A better way to remove the valuation element would be to see what returns would have been if valuation had been constant over the entire period. I calculated the returns for the two eras, using earnings and dividends in each quarter as given, but assuming index prices changed such that the CAPE maintained a constant value of 18, (the average over the entire period). The result is shown in the third row of the table.

Table 1
Era of Managerialism
1940 Q1 – 1989 Q4
Era of SVM
1990 Q1 – 2014 Q3
Realized Return (annualized compounded, dividends reinvested)
6.94%
6.81%
Return corrected for starting and ending valuation
6.77%
5.14%
Return corrected for valuation over entire period (CAPE=18)
5.55%
5.83%

Using this method reverses the conclusion: now, “underlying performance” in the era of shareholder value maximization actually looks somewhat better than in the Era of Managerialism.

One may wonder why multiples were so low in the last couple of decades of the earlier era? It may have something to do with the fact that, adjusted for inflation, index earnings showed virtually no growth over the latter half of this era, despite substantial retained earnings. While "underlying performance" was good in the 1940s and 1950s, it was particularly poor over the last couple of decades of the Era of Managerialism.

The following figure shows 5-year moving averages of index earnings, and earnings retained (after dividends, not accounting for repurchases), measured in 2010 dollars.



Whatever corporations were doing with their substantial retained earnings in these middle decades, it didn't translate into any per-share real earnings growth, and this didn't change until right around the time the SVM era started. There may be many possible reasons for this, but one factor might be that, before SVM, managers had little incentive not to waste money in empire building or other unprofitable projects, rather than simply returning cash to shareholders. Another possibility might be that in the era before stock buybacks (another thing widely disliked by critics of shareholder value), managers who were reluctant to raise dividends too quickly found it difficult to return cash to shareholders even when they had few attractive investment opportunities. 

This is far from an open and shut case, and there are many other criticisms and issues that could be examined.

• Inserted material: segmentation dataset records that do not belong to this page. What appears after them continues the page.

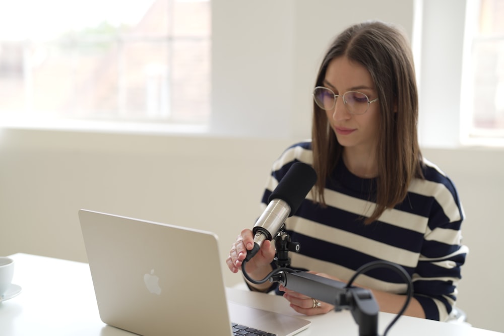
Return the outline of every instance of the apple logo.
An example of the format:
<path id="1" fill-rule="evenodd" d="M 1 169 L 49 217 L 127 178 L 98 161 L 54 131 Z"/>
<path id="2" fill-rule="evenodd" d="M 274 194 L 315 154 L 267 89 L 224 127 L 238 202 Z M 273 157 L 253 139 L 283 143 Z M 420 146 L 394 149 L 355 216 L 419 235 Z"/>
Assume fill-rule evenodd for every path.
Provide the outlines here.
<path id="1" fill-rule="evenodd" d="M 161 287 L 159 287 L 159 277 L 154 275 L 154 269 L 151 270 L 151 273 L 146 273 L 144 275 L 144 282 L 147 287 L 147 290 L 151 293 L 157 294 L 161 294 Z"/>

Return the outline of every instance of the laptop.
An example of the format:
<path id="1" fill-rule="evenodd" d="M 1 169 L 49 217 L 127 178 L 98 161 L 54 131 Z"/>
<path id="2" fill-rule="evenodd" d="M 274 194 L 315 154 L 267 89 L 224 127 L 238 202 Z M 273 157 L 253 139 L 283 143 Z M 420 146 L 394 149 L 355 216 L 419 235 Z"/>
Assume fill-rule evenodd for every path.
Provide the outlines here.
<path id="1" fill-rule="evenodd" d="M 79 217 L 107 324 L 145 336 L 232 335 L 241 326 L 288 336 L 311 323 L 228 301 L 214 233 L 85 210 Z"/>

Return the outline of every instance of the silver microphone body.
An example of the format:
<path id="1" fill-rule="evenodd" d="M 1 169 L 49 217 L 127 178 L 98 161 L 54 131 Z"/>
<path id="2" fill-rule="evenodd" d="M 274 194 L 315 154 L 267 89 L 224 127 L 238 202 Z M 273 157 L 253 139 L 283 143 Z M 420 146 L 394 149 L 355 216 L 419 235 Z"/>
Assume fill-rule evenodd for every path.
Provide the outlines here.
<path id="1" fill-rule="evenodd" d="M 247 251 L 245 261 L 249 260 L 261 249 L 266 240 L 272 240 L 290 214 L 290 206 L 283 199 L 275 198 L 268 204 L 252 229 L 254 247 Z"/>
<path id="2" fill-rule="evenodd" d="M 266 239 L 271 240 L 274 238 L 273 236 L 282 227 L 289 214 L 290 207 L 285 200 L 276 198 L 270 202 L 252 229 L 255 234 L 254 243 L 260 248 Z"/>

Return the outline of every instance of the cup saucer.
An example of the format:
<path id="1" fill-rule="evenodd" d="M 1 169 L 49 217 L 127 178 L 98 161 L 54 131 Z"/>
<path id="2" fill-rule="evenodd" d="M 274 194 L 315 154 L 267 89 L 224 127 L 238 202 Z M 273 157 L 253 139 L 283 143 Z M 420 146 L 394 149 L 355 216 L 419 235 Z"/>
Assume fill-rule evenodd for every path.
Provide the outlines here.
<path id="1" fill-rule="evenodd" d="M 7 289 L 7 291 L 5 292 L 3 296 L 0 296 L 0 303 L 7 300 L 17 296 L 21 292 L 21 286 L 15 285 L 14 284 L 11 284 L 11 286 Z"/>

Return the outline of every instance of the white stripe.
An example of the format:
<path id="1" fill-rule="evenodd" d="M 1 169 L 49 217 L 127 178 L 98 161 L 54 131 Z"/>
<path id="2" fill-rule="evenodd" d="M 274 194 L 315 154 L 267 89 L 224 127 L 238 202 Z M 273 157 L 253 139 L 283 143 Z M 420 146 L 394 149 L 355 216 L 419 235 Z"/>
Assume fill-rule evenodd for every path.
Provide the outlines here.
<path id="1" fill-rule="evenodd" d="M 460 230 L 437 228 L 425 235 L 425 240 L 438 241 L 450 245 L 460 245 L 462 234 Z"/>
<path id="2" fill-rule="evenodd" d="M 460 221 L 460 212 L 452 193 L 444 184 L 432 181 L 415 179 L 411 181 L 408 190 L 427 197 L 434 197 L 443 207 L 443 212 L 450 222 Z"/>
<path id="3" fill-rule="evenodd" d="M 282 156 L 273 163 L 273 170 L 278 170 L 281 168 L 287 162 L 293 161 L 294 159 L 307 163 L 313 164 L 313 152 L 310 150 L 305 149 L 301 146 L 295 146 L 286 150 L 282 154 Z"/>
<path id="4" fill-rule="evenodd" d="M 369 217 L 376 206 L 375 204 L 372 202 L 327 189 L 325 196 L 327 205 L 359 216 Z M 379 220 L 398 227 L 425 233 L 428 219 L 415 214 L 392 209 L 384 211 Z"/>
<path id="5" fill-rule="evenodd" d="M 415 267 L 417 265 L 419 257 L 417 253 L 297 216 L 287 219 L 285 223 L 289 230 L 309 237 L 340 245 L 400 265 L 409 267 Z M 356 223 L 356 225 L 358 224 Z M 301 248 L 302 247 L 301 246 Z"/>
<path id="6" fill-rule="evenodd" d="M 466 254 L 468 254 L 469 252 L 469 248 L 465 245 L 460 245 L 459 249 L 457 250 L 448 254 L 448 255 L 442 255 L 440 256 L 436 257 L 435 258 L 428 258 L 425 255 L 420 255 L 420 257 L 418 258 L 419 261 L 429 261 L 432 262 L 436 260 L 443 260 L 445 259 L 452 259 L 456 255 L 458 254 L 462 254 L 465 253 Z"/>

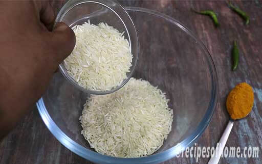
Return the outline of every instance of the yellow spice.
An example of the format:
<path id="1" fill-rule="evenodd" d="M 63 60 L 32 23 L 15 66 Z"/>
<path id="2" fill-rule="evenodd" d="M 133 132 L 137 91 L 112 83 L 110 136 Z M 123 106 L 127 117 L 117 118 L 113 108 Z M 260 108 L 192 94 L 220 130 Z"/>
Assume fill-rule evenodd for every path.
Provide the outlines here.
<path id="1" fill-rule="evenodd" d="M 254 93 L 250 85 L 242 83 L 230 91 L 227 98 L 227 109 L 233 120 L 246 117 L 251 111 Z"/>

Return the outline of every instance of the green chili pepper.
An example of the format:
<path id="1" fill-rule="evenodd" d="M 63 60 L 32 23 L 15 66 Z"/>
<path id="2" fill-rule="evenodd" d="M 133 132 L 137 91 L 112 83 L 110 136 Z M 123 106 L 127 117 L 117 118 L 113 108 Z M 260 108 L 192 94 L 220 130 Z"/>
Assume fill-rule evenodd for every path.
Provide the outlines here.
<path id="1" fill-rule="evenodd" d="M 232 67 L 232 69 L 233 70 L 233 71 L 234 71 L 236 69 L 236 68 L 237 68 L 237 65 L 238 65 L 238 62 L 239 60 L 238 48 L 237 48 L 237 44 L 236 44 L 236 41 L 235 40 L 234 41 L 232 56 L 233 67 Z"/>
<path id="2" fill-rule="evenodd" d="M 247 15 L 247 13 L 241 10 L 239 8 L 234 6 L 231 3 L 228 4 L 229 8 L 234 11 L 235 12 L 240 15 L 246 21 L 246 24 L 249 23 L 249 17 Z"/>
<path id="3" fill-rule="evenodd" d="M 195 13 L 205 15 L 209 16 L 212 19 L 214 22 L 214 24 L 215 24 L 216 27 L 219 26 L 219 21 L 217 20 L 217 18 L 216 17 L 216 15 L 215 13 L 211 10 L 204 10 L 201 11 L 200 12 L 194 10 L 192 9 L 192 10 Z"/>

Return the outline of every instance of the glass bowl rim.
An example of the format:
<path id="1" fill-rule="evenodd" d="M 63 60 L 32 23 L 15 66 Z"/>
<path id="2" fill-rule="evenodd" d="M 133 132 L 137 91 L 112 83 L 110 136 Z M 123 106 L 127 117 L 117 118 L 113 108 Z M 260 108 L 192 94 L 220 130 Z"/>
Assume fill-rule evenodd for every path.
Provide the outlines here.
<path id="1" fill-rule="evenodd" d="M 165 19 L 180 27 L 187 34 L 193 37 L 197 41 L 203 50 L 205 52 L 206 58 L 208 60 L 210 75 L 211 77 L 211 97 L 208 109 L 203 118 L 194 131 L 177 145 L 162 152 L 145 157 L 124 158 L 118 158 L 102 155 L 95 151 L 84 148 L 68 137 L 57 126 L 53 121 L 46 108 L 43 98 L 41 98 L 37 102 L 38 112 L 45 124 L 55 136 L 55 138 L 66 147 L 69 150 L 88 159 L 88 160 L 97 163 L 159 163 L 167 160 L 180 154 L 187 147 L 191 146 L 204 132 L 210 123 L 214 113 L 218 99 L 218 85 L 216 71 L 215 65 L 210 53 L 203 42 L 198 39 L 193 33 L 184 25 L 175 19 L 150 9 L 138 7 L 125 7 L 127 11 L 142 12 L 149 14 L 155 16 Z"/>
<path id="2" fill-rule="evenodd" d="M 125 29 L 126 30 L 127 35 L 128 36 L 128 43 L 129 43 L 130 50 L 132 49 L 133 45 L 131 43 L 132 41 L 131 41 L 129 31 L 128 31 L 128 30 L 130 29 L 132 31 L 133 31 L 133 32 L 135 33 L 135 36 L 134 39 L 135 40 L 135 43 L 136 43 L 135 44 L 136 44 L 136 47 L 137 48 L 135 50 L 135 51 L 133 52 L 133 53 L 133 53 L 133 58 L 134 58 L 134 64 L 133 64 L 134 67 L 133 67 L 132 69 L 130 70 L 130 72 L 128 72 L 129 73 L 128 76 L 126 78 L 124 79 L 123 80 L 123 81 L 121 84 L 121 85 L 116 87 L 115 88 L 111 89 L 111 90 L 96 91 L 94 90 L 87 89 L 85 89 L 85 88 L 80 86 L 80 85 L 79 85 L 77 84 L 77 83 L 76 81 L 75 81 L 75 80 L 74 79 L 74 78 L 72 77 L 71 77 L 71 76 L 70 76 L 69 75 L 69 74 L 68 74 L 67 73 L 67 69 L 66 69 L 65 66 L 62 64 L 64 63 L 64 62 L 62 62 L 61 64 L 59 64 L 58 68 L 59 68 L 59 69 L 60 72 L 62 73 L 63 76 L 66 78 L 66 79 L 67 79 L 67 80 L 68 80 L 70 83 L 70 84 L 71 84 L 71 85 L 74 86 L 74 87 L 77 88 L 78 89 L 79 89 L 84 92 L 89 93 L 89 94 L 96 94 L 96 95 L 105 95 L 105 94 L 112 93 L 115 92 L 116 91 L 119 90 L 122 87 L 123 87 L 129 81 L 130 78 L 132 77 L 133 75 L 134 74 L 134 73 L 135 72 L 136 68 L 137 68 L 137 65 L 138 63 L 138 59 L 139 58 L 139 40 L 138 38 L 137 31 L 137 29 L 136 28 L 136 26 L 135 25 L 135 24 L 134 23 L 134 22 L 133 22 L 132 19 L 129 15 L 128 13 L 125 10 L 125 8 L 124 7 L 123 7 L 117 1 L 112 0 L 110 1 L 111 3 L 114 3 L 115 4 L 117 4 L 117 5 L 118 5 L 121 8 L 121 9 L 123 9 L 123 11 L 124 11 L 124 14 L 125 14 L 124 16 L 126 16 L 126 17 L 128 19 L 128 21 L 129 21 L 129 22 L 132 24 L 132 26 L 130 27 L 130 29 L 128 29 L 128 28 L 127 27 L 126 23 L 123 20 L 121 16 L 120 16 L 117 13 L 117 12 L 114 10 L 114 8 L 110 7 L 107 4 L 103 3 L 101 2 L 103 1 L 103 0 L 96 0 L 96 1 L 92 1 L 92 0 L 79 0 L 79 1 L 69 1 L 67 3 L 66 3 L 66 4 L 64 5 L 63 7 L 62 7 L 61 10 L 58 12 L 58 14 L 57 14 L 57 16 L 56 16 L 56 18 L 55 20 L 54 23 L 54 27 L 55 27 L 55 25 L 59 22 L 61 21 L 62 20 L 62 19 L 63 19 L 63 18 L 64 17 L 64 16 L 68 13 L 68 12 L 69 12 L 69 11 L 70 11 L 70 10 L 73 9 L 74 7 L 75 7 L 78 5 L 81 5 L 82 4 L 84 4 L 84 3 L 91 3 L 91 4 L 93 3 L 93 4 L 98 4 L 98 5 L 101 5 L 103 7 L 105 7 L 107 9 L 108 9 L 109 10 L 110 10 L 110 11 L 111 11 L 112 12 L 113 12 L 115 14 L 116 14 L 118 18 L 121 20 L 121 21 L 123 23 L 123 26 L 125 28 Z M 106 2 L 106 1 L 105 1 L 105 2 L 108 2 L 109 1 Z M 71 3 L 73 3 L 73 4 L 71 4 Z M 135 45 L 135 46 L 136 46 L 136 45 Z M 137 55 L 135 56 L 134 56 L 134 53 L 135 53 Z M 133 60 L 132 60 L 132 61 L 133 61 Z"/>

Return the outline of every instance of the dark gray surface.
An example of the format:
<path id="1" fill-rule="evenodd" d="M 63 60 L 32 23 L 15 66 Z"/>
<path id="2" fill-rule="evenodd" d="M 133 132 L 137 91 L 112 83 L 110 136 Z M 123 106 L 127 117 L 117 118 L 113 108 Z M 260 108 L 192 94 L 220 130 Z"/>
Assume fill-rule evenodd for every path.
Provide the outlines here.
<path id="1" fill-rule="evenodd" d="M 129 1 L 125 6 L 149 8 L 179 20 L 191 30 L 207 46 L 216 65 L 220 100 L 210 124 L 198 142 L 200 146 L 214 146 L 229 120 L 225 100 L 230 89 L 246 81 L 253 88 L 255 102 L 246 118 L 235 122 L 227 146 L 262 146 L 262 2 L 234 2 L 250 16 L 250 25 L 228 9 L 225 2 L 204 1 Z M 56 8 L 59 2 L 54 3 Z M 190 8 L 212 9 L 219 14 L 221 27 L 216 29 L 206 16 L 194 14 Z M 233 41 L 238 41 L 240 63 L 237 71 L 231 71 L 230 52 Z M 222 158 L 221 163 L 259 163 L 258 158 Z M 199 162 L 207 163 L 207 158 Z M 165 163 L 195 163 L 195 158 L 173 158 Z M 42 122 L 36 107 L 0 143 L 0 163 L 90 163 L 61 145 Z"/>

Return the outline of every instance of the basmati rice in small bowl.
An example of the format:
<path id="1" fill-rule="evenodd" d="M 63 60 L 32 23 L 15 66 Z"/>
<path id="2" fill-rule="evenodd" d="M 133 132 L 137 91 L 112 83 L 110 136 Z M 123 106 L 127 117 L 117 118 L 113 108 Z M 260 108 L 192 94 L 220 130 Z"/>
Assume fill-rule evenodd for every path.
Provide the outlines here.
<path id="1" fill-rule="evenodd" d="M 76 38 L 72 53 L 64 60 L 67 73 L 89 90 L 110 91 L 127 78 L 133 56 L 129 44 L 113 26 L 90 20 L 73 28 Z"/>

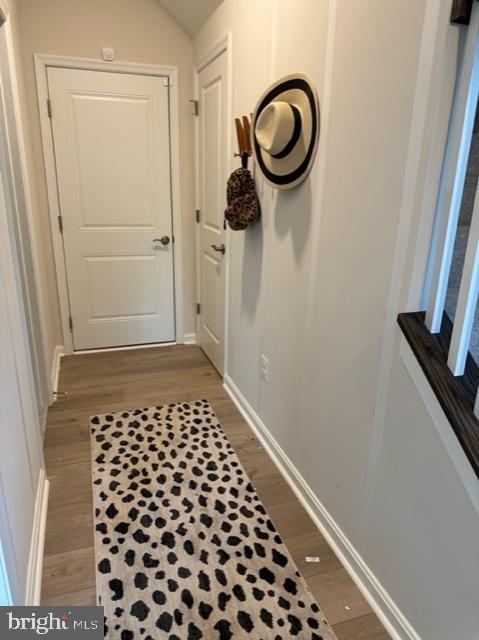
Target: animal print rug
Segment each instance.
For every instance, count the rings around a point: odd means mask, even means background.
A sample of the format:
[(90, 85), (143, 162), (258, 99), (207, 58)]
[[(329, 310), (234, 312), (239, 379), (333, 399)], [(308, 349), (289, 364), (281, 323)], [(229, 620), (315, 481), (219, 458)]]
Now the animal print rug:
[(111, 640), (334, 640), (206, 400), (91, 419)]

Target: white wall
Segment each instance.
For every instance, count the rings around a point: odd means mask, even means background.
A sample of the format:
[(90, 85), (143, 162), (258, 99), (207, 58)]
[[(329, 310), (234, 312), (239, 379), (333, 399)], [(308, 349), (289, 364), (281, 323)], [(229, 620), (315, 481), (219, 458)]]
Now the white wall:
[(475, 640), (477, 501), (404, 369), (395, 320), (424, 187), (423, 165), (407, 170), (431, 134), (426, 120), (410, 142), (428, 99), (417, 74), (439, 10), (438, 32), (457, 29), (448, 0), (225, 0), (195, 57), (232, 33), (235, 116), (294, 71), (322, 109), (311, 177), (290, 192), (258, 181), (261, 222), (229, 232), (227, 375), (405, 616), (398, 637), (409, 624), (423, 640)]
[(26, 121), (31, 130), (29, 158), (36, 234), (45, 264), (50, 364), (63, 344), (53, 246), (48, 213), (33, 54), (101, 58), (104, 46), (117, 60), (177, 66), (180, 104), (180, 186), (183, 238), (184, 330), (194, 331), (194, 220), (192, 180), (191, 38), (156, 0), (17, 0), (26, 83)]

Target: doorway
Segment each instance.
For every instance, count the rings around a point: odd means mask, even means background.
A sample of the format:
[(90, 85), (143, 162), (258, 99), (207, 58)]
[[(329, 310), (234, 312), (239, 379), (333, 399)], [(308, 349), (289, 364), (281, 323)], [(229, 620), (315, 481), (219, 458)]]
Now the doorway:
[(36, 70), (66, 352), (181, 340), (176, 71)]
[(227, 234), (224, 218), (230, 167), (228, 39), (197, 66), (198, 344), (225, 372)]

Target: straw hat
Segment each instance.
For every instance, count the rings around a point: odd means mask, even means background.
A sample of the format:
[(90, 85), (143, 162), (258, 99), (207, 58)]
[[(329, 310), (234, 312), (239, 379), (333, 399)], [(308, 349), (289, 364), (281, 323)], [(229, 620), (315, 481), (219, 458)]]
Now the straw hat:
[(264, 179), (291, 189), (311, 171), (319, 138), (319, 100), (308, 76), (281, 78), (264, 92), (252, 118), (253, 153)]

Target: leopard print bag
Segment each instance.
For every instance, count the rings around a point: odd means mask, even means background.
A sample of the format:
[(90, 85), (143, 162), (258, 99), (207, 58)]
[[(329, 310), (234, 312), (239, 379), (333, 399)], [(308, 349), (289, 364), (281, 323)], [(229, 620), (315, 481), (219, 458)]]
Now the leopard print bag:
[(233, 171), (228, 180), (226, 199), (225, 218), (234, 231), (246, 229), (261, 215), (256, 186), (248, 169), (241, 167)]

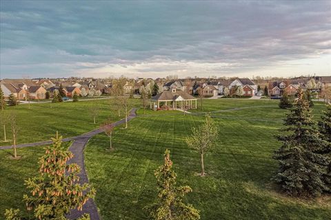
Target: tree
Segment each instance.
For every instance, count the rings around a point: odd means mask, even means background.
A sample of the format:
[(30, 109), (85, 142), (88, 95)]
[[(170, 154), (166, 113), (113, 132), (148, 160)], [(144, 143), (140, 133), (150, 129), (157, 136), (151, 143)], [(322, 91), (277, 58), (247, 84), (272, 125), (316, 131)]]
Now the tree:
[(105, 134), (109, 138), (110, 146), (109, 150), (112, 151), (113, 149), (112, 145), (112, 134), (115, 126), (112, 124), (110, 120), (108, 120), (105, 124), (100, 126), (100, 129), (105, 133)]
[(236, 96), (242, 96), (243, 95), (243, 89), (242, 87), (237, 87), (236, 89)]
[(62, 87), (62, 84), (60, 84), (60, 87), (59, 88), (59, 94), (61, 97), (66, 97), (66, 93), (64, 92), (64, 89)]
[(223, 94), (225, 96), (228, 96), (230, 95), (230, 89), (228, 87), (224, 88), (224, 91), (223, 91)]
[(93, 123), (96, 124), (96, 118), (100, 112), (100, 107), (97, 104), (92, 104), (89, 108), (90, 115), (93, 118)]
[(12, 135), (12, 149), (14, 151), (14, 158), (17, 158), (17, 150), (16, 148), (16, 140), (19, 133), (19, 126), (16, 120), (16, 115), (12, 113), (9, 116), (9, 122), (10, 123), (10, 128)]
[(19, 102), (17, 102), (17, 99), (15, 96), (14, 96), (13, 94), (11, 94), (9, 95), (9, 101), (8, 101), (8, 104), (10, 106), (16, 106), (19, 104)]
[(3, 142), (7, 142), (7, 136), (6, 134), (6, 125), (8, 120), (8, 116), (4, 111), (0, 112), (0, 124), (3, 128)]
[(205, 122), (198, 127), (193, 127), (192, 135), (186, 138), (188, 146), (200, 153), (202, 176), (205, 175), (203, 156), (214, 148), (218, 135), (217, 125), (210, 116), (207, 115)]
[(183, 202), (184, 195), (192, 192), (188, 186), (177, 186), (177, 174), (172, 170), (170, 152), (164, 154), (164, 165), (154, 172), (159, 190), (156, 202), (145, 208), (150, 217), (156, 220), (200, 219), (199, 211), (191, 204)]
[(286, 114), (282, 133), (277, 136), (281, 146), (273, 156), (279, 164), (273, 179), (290, 195), (315, 197), (328, 190), (323, 177), (329, 164), (328, 157), (321, 154), (327, 143), (321, 138), (315, 124), (299, 89), (294, 107)]
[(74, 95), (72, 96), (72, 102), (78, 102), (78, 95), (76, 91), (74, 91)]
[(49, 91), (46, 91), (46, 93), (45, 94), (45, 98), (46, 99), (50, 99), (50, 93)]
[(265, 86), (264, 87), (264, 96), (269, 96), (269, 91), (268, 89), (268, 87)]
[(3, 91), (2, 91), (1, 87), (0, 87), (0, 109), (3, 110), (6, 107), (6, 101), (5, 101), (5, 95), (3, 94)]
[(152, 90), (152, 96), (154, 96), (159, 94), (159, 86), (157, 83), (154, 83), (153, 89)]
[[(62, 137), (52, 138), (53, 144), (45, 148), (45, 155), (39, 158), (39, 174), (26, 180), (29, 195), (23, 196), (28, 210), (33, 210), (37, 219), (66, 219), (71, 209), (81, 210), (88, 199), (94, 197), (95, 190), (88, 184), (80, 185), (80, 167), (68, 162), (74, 155), (61, 145)], [(19, 210), (6, 210), (16, 216)], [(84, 216), (84, 219), (88, 219)]]
[(82, 88), (81, 89), (81, 97), (85, 97), (88, 96), (88, 92), (86, 91), (86, 89), (85, 88)]
[(284, 91), (284, 92), (283, 93), (283, 96), (281, 96), (279, 106), (279, 108), (284, 109), (292, 108), (292, 107), (293, 106), (291, 101), (290, 101), (290, 98), (288, 98), (288, 93), (285, 91)]

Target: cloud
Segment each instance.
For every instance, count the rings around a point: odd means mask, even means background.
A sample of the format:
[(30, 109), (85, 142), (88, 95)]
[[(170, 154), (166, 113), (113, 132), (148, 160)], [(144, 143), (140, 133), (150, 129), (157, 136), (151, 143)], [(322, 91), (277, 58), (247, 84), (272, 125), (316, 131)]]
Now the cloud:
[(331, 53), (328, 1), (1, 4), (1, 77), (250, 76), (267, 69), (283, 75), (307, 70), (283, 68), (304, 59), (310, 71), (330, 70), (321, 63)]

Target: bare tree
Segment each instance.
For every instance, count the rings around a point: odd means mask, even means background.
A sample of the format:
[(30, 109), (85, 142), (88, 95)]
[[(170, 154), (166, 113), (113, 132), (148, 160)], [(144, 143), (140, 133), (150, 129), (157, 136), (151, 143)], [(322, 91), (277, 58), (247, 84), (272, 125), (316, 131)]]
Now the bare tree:
[(107, 122), (103, 124), (100, 126), (100, 129), (105, 133), (105, 134), (109, 138), (110, 147), (109, 150), (113, 150), (112, 145), (112, 133), (114, 131), (115, 126), (111, 123), (110, 120), (108, 120)]
[(6, 135), (6, 124), (8, 121), (8, 117), (4, 111), (0, 112), (0, 124), (3, 128), (3, 142), (7, 142), (7, 137)]
[(89, 108), (90, 115), (93, 118), (93, 123), (96, 124), (96, 118), (100, 112), (100, 107), (97, 104), (93, 104)]
[(202, 176), (205, 175), (203, 156), (214, 146), (218, 133), (217, 124), (210, 116), (207, 115), (205, 122), (198, 127), (193, 127), (192, 135), (186, 138), (188, 146), (200, 153)]
[(16, 115), (12, 113), (9, 116), (9, 121), (10, 122), (10, 126), (12, 129), (12, 148), (14, 149), (14, 158), (17, 158), (17, 151), (16, 149), (16, 140), (17, 138), (17, 134), (19, 132), (19, 126), (17, 123)]

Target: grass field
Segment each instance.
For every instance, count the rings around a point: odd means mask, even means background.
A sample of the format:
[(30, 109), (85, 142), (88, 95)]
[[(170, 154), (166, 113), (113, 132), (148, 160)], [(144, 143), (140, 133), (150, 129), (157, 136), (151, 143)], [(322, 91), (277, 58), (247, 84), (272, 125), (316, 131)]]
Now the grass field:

But based on the "underlying performance" of dividends and earnings, it appears that the shareholder value movement, far from being the “world’s dumbest idea,” has actually been fairly successful.



[1] In this counterfactual case, on the last day of 2014 Q3, the S&P500 suddenly falls from its value of 1972 down to 1335, thus returning the CAPE from 26.2 all the way down to the level of 17.6 that it had at the end of 1989. This knocks about 1.7% off the SVM era returns, as shown in the second row of table 1. A similar adjustment is done for the earlier era, but it makes much less difference since the CAPE was close to the same at the beginning and end of the period.